Differentially-Private and Trustworthy Online Social Multimedia Big Data Retrieval in Edge Computing

Pan Zhou, Kehan Wang, Jie Xu, Dapeng Wu

Research output: Contribution to journalArticle

Abstract

The explosive growth of multimedia contents (MCs) in nowadays' mobile social networks pushes the edge computing facing severe security and online big data processing problems. On the one hand, the edge nodes (ENs) should help mobile users (MUs) find, cache and share MCs in the present of ever-increasing scale of multimedia big data. On the other hand, how to provide secure MC retrieval schemes to exclude dishonest-and-malicious untrusted ENs and to prevent privacy breaches from honest-but-curious ENs and MUs is a challenging issue. To tackle the above problems, this paper studies the privacy-preserving and trustworthy MCs retrieval system (MCRS) to make personalized MC recommendations from ENs to MUs with big data support.

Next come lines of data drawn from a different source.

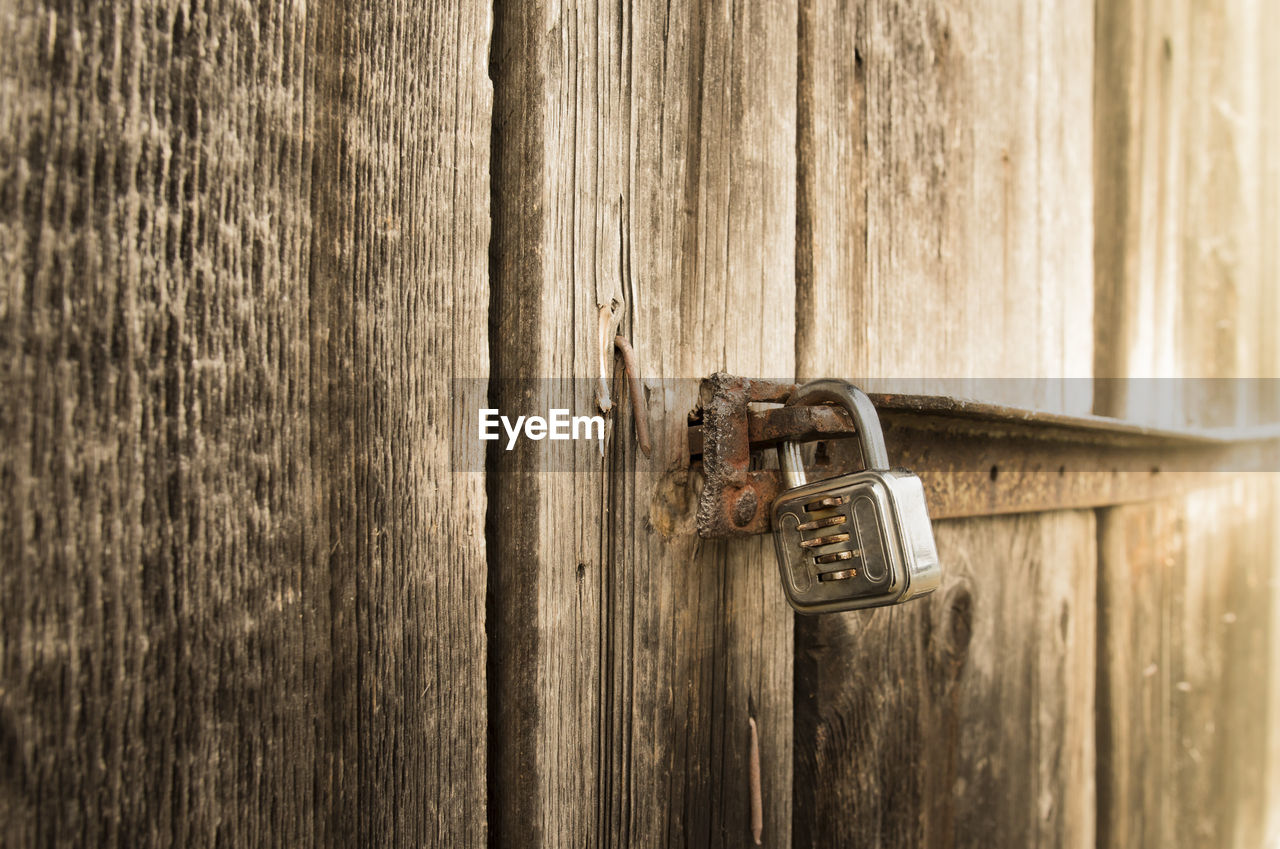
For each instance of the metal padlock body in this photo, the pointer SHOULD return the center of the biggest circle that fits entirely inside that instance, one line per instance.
(862, 539)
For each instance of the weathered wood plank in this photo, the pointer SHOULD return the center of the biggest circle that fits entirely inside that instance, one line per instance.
(942, 208)
(1185, 616)
(945, 232)
(965, 720)
(1187, 290)
(243, 250)
(644, 160)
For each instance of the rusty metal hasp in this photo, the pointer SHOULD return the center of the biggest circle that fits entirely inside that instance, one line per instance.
(736, 498)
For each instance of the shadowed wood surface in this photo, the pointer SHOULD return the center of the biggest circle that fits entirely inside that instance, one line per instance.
(647, 161)
(945, 231)
(245, 247)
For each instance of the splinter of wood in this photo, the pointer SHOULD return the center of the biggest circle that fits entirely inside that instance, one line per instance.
(639, 409)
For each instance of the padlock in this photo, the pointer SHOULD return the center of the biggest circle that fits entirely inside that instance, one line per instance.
(862, 539)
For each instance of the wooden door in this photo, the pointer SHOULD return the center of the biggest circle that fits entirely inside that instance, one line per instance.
(265, 263)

In our framework, each EN is modeled as a distributed context-aware online learner. ENs collaborate to learn MUs' preferences based on their contexts and previous behaviors and social intimacy. To support big data analytics, we establish an MC-cluster tree from top to the bottom to handle the dynamically varying cached MC datasets. A differentially private algorithm is proposed to preserve the data privacy among honest-but-curious ENs and MUs. To guarantee the trustworthy edge computing, a trust evaluation mechanism is designed to evaluate the reliability of ENs. We further consider the structure of edge networks to improve the performance of our algorithm. Experimental results validate that our new framework can support increasing multimedia big datasets while striking a balance among privacy-preserving level (PPL), Trustworthy level (TSL) and caching MC prediction accuracy.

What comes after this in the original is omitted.